Meskipun hal ini mungkin tidak terlihat seperti kecemasan masa remaja, sebagian besar guru sekolah menengah tempat saya bekerja mengatakan bahwa siswa mereka memiliki kapasitas empati yang besar dan keinginan untuk berubah. Hal ini tidak hanya disebabkan oleh tahap perkembangannya, tetapi juga karena konektivitasnya. Melalui dunia digital, para siswa ini dihadapkan pada lebih banyak orang dan ide dibandingkan generasi sebelumnya. Tentu saja hal ini mempunyai kelemahan. Sebagai contoh, saya banyak berbicara dengan para pendidik tentang bagaimana kehidupan sosial siswa mereka terlihat sangat berbeda dari kehidupan sosial kita, dan kita harus mengajari mereka cara berhati-hati saat online dan cara menjadi warga digital yang baik. Namun berkat kehidupan digital yang kaya inilah para siswa ini sadar akan isu-isu di luar lingkungan dan komunitas mereka, dan itulah sebabnya banyak dari mereka bersemangat untuk menyelesaikan berbagai tantangan, seperti lingkungan hidup dan tunawisma. Memanfaatkan hal-hal yang paling dipedulikan siswa dapat membantu kita mengajar mereka dengan cara yang akan memberdayakan mereka untuk melakukan perubahan.

Para siswa ini berada dalam kondisi terbaiknya ketika mereka yakin bahwa mereka dapat memperjuangkan apa yang benar, dan menang. Sebagai pendidik, meskipun kita tidak dapat sepenuhnya mempersiapkan mereka menghadapi masa depan karena ketidakpastian yang sangat besar, kita dapat mendampingi mereka, berbagi pengalaman hidup, pengetahuan dan kebijaksanaan dengan mereka. Namun penting untuk menghormati jalan mereka dan menahan dorongan untuk memaksa mereka menempuh jalan yang telah dilalui dengan baik. Bagaimanapun juga, jalan yang akan mereka lalui adalah jalan yang belum kita lalui.

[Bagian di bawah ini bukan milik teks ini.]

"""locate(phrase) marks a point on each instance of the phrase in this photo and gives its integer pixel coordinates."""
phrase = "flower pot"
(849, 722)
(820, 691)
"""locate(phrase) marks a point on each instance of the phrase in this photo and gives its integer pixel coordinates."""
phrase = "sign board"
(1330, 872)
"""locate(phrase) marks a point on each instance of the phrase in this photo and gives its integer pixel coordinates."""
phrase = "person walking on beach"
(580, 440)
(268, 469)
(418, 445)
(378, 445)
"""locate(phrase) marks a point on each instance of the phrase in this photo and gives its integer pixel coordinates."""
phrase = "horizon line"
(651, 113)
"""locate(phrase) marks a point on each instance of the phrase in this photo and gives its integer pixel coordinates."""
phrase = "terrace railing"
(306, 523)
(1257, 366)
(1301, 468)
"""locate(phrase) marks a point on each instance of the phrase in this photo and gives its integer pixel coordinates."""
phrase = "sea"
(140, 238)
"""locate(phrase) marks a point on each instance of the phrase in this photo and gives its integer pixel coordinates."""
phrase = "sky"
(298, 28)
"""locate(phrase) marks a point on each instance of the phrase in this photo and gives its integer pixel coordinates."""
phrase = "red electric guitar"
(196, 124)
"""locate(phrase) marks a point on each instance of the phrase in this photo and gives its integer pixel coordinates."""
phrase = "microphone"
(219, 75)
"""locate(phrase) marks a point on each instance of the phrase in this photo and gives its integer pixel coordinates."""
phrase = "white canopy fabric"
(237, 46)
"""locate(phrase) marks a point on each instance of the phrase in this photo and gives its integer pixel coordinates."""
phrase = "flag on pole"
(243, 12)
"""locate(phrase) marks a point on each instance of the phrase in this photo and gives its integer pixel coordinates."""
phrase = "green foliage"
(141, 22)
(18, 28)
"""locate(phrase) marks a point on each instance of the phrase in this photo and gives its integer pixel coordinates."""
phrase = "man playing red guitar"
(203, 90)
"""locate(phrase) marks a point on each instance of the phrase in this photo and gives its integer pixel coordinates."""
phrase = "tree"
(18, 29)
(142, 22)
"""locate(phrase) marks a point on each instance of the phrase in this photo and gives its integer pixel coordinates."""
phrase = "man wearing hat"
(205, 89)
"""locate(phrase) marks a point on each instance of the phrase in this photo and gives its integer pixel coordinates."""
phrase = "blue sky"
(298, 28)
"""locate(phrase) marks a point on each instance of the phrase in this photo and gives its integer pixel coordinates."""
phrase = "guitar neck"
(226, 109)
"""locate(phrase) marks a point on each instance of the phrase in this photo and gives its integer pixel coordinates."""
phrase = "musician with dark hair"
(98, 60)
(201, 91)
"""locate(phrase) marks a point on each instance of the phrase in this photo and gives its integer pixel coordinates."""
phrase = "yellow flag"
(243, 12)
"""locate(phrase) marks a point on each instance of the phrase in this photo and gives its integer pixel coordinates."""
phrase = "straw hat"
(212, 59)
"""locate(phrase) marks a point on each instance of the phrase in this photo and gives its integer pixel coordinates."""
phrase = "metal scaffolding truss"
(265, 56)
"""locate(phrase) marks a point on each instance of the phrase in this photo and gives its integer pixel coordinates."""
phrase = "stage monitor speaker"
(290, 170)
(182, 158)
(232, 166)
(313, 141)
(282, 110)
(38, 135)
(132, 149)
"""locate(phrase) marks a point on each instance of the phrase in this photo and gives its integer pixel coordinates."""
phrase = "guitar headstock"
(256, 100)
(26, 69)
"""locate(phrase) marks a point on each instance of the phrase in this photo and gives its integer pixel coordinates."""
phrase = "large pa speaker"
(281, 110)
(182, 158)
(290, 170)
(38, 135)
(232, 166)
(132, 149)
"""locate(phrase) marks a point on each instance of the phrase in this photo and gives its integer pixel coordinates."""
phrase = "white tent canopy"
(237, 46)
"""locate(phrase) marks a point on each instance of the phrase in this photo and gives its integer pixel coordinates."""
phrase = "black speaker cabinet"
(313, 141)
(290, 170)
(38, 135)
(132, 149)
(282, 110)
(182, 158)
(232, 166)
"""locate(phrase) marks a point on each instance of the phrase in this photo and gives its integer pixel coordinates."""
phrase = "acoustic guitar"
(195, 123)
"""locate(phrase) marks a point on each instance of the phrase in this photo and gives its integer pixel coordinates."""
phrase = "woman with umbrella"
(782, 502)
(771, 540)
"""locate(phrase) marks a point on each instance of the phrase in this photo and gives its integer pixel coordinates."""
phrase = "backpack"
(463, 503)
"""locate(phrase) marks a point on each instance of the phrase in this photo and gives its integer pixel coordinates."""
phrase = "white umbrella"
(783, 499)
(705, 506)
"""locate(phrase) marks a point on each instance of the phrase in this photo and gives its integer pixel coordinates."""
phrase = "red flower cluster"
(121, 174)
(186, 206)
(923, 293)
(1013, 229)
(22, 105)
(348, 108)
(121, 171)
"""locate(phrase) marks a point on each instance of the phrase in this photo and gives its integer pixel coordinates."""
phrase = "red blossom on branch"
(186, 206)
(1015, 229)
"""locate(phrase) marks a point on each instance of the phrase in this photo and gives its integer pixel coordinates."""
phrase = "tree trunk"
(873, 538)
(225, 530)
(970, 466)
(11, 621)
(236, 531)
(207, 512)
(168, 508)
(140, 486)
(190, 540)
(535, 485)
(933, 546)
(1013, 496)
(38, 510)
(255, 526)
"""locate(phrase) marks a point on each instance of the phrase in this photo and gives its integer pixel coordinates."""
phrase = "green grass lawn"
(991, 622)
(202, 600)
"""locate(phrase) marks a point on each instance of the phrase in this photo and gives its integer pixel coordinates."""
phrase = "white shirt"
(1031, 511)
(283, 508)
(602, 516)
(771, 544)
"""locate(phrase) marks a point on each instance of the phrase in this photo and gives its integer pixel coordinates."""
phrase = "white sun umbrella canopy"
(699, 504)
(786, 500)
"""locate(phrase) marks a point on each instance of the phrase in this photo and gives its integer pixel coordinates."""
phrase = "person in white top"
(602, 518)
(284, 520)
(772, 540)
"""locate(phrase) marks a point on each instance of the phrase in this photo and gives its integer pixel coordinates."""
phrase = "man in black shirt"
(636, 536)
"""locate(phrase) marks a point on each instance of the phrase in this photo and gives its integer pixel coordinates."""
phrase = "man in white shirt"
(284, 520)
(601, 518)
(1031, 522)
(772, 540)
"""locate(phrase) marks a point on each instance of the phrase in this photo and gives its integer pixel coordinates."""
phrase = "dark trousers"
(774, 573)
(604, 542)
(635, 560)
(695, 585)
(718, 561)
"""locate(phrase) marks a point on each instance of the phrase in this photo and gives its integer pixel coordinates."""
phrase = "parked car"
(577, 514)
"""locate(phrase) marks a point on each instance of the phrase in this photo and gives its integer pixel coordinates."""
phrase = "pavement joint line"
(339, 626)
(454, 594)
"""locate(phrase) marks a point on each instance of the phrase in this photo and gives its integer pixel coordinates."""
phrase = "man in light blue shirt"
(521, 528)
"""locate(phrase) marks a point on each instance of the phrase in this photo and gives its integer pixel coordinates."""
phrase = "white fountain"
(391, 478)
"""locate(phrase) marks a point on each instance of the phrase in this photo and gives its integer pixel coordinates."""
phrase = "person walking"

Dalam buku “Becoming Wise,” Krista Tippett, seorang jurnalis dan pemenang National Humanities Medal tahun 2014, menulis, “Hal yang menarik dan menantang tentang momen ini adalah kita mengetahui bahwa cara-cara lama tidak berfungsi. Tapi kita belum bisa melihat seperti apa bentuk barunya.” Bagaimana jika anak-anak Generasi Alfa mempunyai wawasan tentang bentuk-bentuk baru ini? Apakah kita membekali mereka dengan keterampilan dan kepercayaan diri untuk mewujudkan bentuk-bentuk baru ini dengan cara yang indah, menyenangkan, dan adil?

Saat generasi Alfa menjalani transformasi masa remaja, kita harus berada di sana untuk memupuk visi mereka dan menumbuhkan kekuatan mereka saat mereka menentukan masa depan.